中文

QR-AN Dataset: a classification and generation dataset of french Parliament questions-answers.

This is a dataset for theme/topic classification, made of questions and answers from https://www2.assemblee-nationale.fr/recherche/resultats_questions . \

It contains 188 unbalanced classes, 80k questions-answers divided into 3 splits: train (60k), val (10k) and test (10k). \

Can be used for generation with 'qran_generation' This dataset is compatible with the run_summarization.py script from Transformers if you add this line to the summarization_name_mapping variable:

"ccdv/cass-summarization": ("question", "answer")

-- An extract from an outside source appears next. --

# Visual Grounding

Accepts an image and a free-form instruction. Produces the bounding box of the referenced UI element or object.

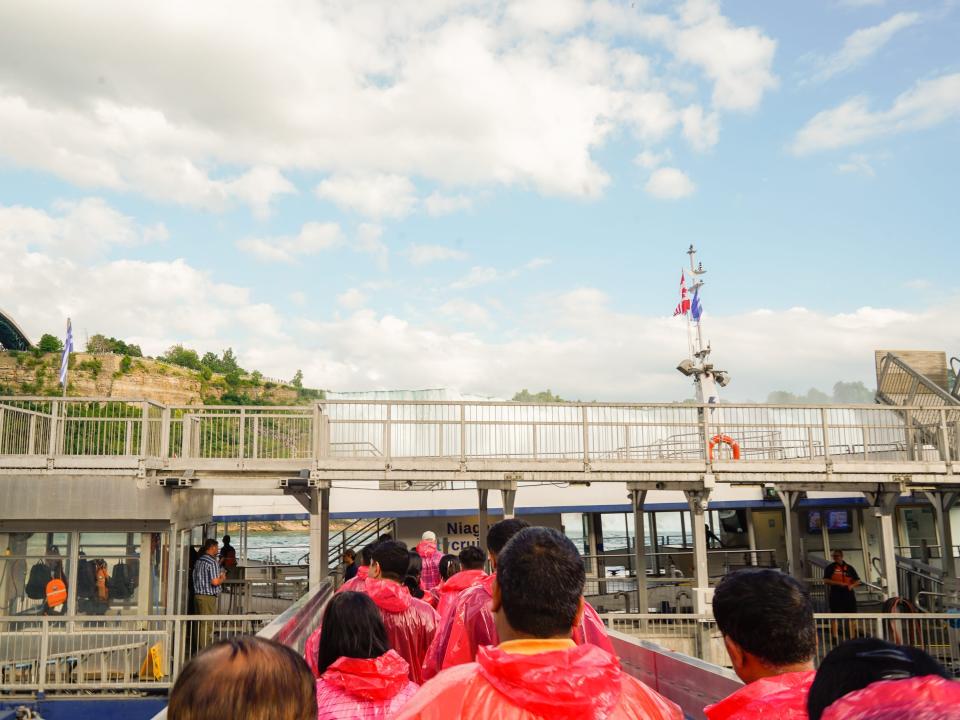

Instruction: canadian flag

Compatible with run_glue.py script:

export MODEL_NAME=camembert-base
export MAX_SEQ_LENGTH=512

python run_glue.py \
  --model_name_or_path $MODEL_NAME \
  --dataset_name cassandra-themis/QR-AN  \
  --do_train \
  --do_eval \
  --max_seq_length $MAX_SEQ_LENGTH \
  --per_device_train_batch_size 8 \
  --gradient_accumulation_steps 4 \
  --learning_rate 2e-5 \
  --num_train_epochs 1 \
  --max_eval_samples 500 \
  --output_dir tmp/QR-AN